Nqthm (The Boyer-Moore Theorem Prover)
Nqthm is a theorem proving system for a computational logic. The logic is (intentionally) similar to the core of the Lisp programming language. It is untyped, quantifier free, and first order. Nqthm provides a high degree of automation in terms of heuristics for simplification, induction, and related activities. A proof in the system is generated by making definitions and then calling the heuristics on the conjecture to be proved. The proof attempt will typically fail, but examination of the prover's log (which is in English) will reveal either a flaw in the conjecture or a lemma that the prover needs to be aware of to succeed. The user then asks the system to prove this lemma (possibly requiring other lemmas to be proved) and repeats the attempt to prove the original conjecture. This process continues until the prover succeeds on the conjecture.

Nuprl is another system descended from LCF. Its logic is based on Martin-Löf's intuitionistic (constructive) type theory. The infrastructure of Nuprl has much in common with HOL, but differs in that proofs are represented explicitly as objects. However, these are not full proofs in terms of primitive inferences; each node of the proof tree corresponds to the application of a tactic which might be at a high level. Nevertheless, this helps users to examine the proof, and facilitates backtracking and alternative proof attempts.

OBJ is based on order-sorted equational logic and is organised in parameterised modules.

ProofPower is a commercial implementation of HOL by ICL Secure Systems. It is being used for formal reasoning about Z specifications.

The Prototype Verification System from SRI International is an interactive system for a higher order logic with dependent types.

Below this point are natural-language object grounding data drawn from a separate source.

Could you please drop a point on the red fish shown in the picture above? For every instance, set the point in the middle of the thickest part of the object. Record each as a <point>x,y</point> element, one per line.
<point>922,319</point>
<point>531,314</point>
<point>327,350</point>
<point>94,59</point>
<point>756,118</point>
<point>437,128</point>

It has its own specification language. Significant automation is achieved using decision procedures for various theories including linear arithmetic.

Rewrite Rule Laboratory is a theorem prover for first-order logic with an emphasis on equational reasoning.

The State Delta Verification System is a verification system that incorporates simplifiers, decision procedures and symbolic execution. It is based on a temporal logic and has been mainly used for verification of computer descriptions written in languages such as Ada and VHDL.

Veritas is a logic developed by Keith Hanna to support formal design methods. It is motivated by Martin-Löf's intuitionistic (constructive) type theory: it is higher order and provides dependent types and subtypes, but it is a classical rather than a constructive logic. The Veritas-90 version is implemented in both Standard ML and Haskell. The intention behind the implementation in the purely-functional language Haskell is to enable parallel evaluation. As in HOL, abstract data types are used to securely implement the various syntactic categories of the logic, but in addition to terms and theorems being implemented in this way, so is the representation of theories, which are first-class objects in Veritas. In HOL, theories are structures that are modified imperatively. In Veritas, a purely-functional view is taken.